Once again, the slight smile, and he pressed even closer.

"I'm sorry for this," he said, and he was apologizing to her scarred skin, to the one perfection that she had once had. His lips traced the white line, caressed with a gentleness that was totally alien to what she knew of him. She felt the tip of his tongue follow it there, felt him relishing the violence that once was, exulting in the marred, twisted skin of that part of her body, and she shuddered.
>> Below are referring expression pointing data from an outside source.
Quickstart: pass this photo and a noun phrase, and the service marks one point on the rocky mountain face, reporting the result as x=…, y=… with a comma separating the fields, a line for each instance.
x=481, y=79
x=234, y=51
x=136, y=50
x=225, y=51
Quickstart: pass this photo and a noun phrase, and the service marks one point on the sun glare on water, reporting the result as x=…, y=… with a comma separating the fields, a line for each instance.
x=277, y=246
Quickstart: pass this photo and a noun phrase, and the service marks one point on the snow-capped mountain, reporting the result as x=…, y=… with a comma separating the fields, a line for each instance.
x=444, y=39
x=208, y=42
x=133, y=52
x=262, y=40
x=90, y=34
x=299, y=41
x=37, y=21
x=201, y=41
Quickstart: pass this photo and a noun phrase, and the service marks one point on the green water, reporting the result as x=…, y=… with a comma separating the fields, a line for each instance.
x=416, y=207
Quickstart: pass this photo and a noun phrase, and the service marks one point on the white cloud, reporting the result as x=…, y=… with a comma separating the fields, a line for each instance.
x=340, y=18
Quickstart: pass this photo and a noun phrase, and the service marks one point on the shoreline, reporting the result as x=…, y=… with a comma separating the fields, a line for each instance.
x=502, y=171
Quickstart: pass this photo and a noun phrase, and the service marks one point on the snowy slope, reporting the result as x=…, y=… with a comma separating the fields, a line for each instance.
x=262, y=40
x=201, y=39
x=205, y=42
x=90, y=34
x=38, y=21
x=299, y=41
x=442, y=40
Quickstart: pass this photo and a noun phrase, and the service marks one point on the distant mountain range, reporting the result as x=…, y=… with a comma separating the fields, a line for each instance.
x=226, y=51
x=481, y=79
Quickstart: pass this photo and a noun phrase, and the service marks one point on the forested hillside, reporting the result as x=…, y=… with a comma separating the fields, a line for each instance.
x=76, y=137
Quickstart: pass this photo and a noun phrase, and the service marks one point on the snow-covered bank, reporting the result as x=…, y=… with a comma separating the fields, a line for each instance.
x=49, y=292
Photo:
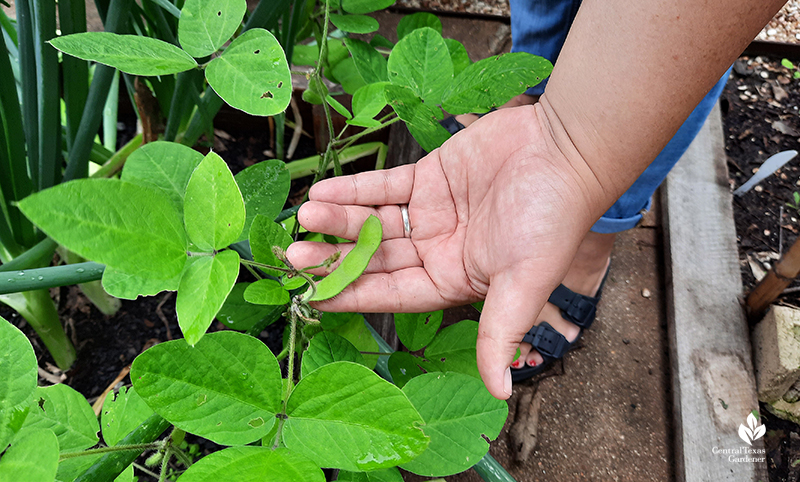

Her breath left her, her head hit the wall behind her with a thump as his fingers unexpectedly bit deep into her waist and just beneath her breasts, and he shoved closer to close his lips around the scar, pushing and pulling at it with his breath, then releasing and admiring the glistening skin with half-closed eyes. A scrape of his teeth along her collar bone, chasing the strange feeling with his tongue, brushing his lips upwards along her neck till he found her jawline, deep pulls on her skin with his mouth, till he paused, lips held just over hers, their eyes locked together as they stared each other down.

His hands released their grips and took up new ones around her wrists, and he stepped away, towards the door.

"Someday," she said, voice still ragged and catching in her throat, "I will pay you back."

"Revenge is sweet," he reiterated, and the smile left his mouth and crept, for the first time, to his eyes. "When we get out of this, I may have to steal you."

It was the knowledge that he did not say things lightly that chilled her as he tugged her back out into the seating area; and it was the knowledge that this amounted to a promise of infinitely more that warmed her again as she sat once again. He was delayed behind her for a moment; she heard disgusted murmurs, then his footsteps as he slid into the seat beside her with a sigh as though he'd gotten in from a long day's work dealing with exceptionally stupid people.

"This changes nothing," she said, eyes focused ahead.

"I agree entirely," he said smoothly.

She turned to her right, towards the window. She could see his reflection in it, and he was looking at her again, eyes once more impassive and cool as glaciers. She concentrated on breathing, and directed her gaze past the window, into the blank darkness of the air outside.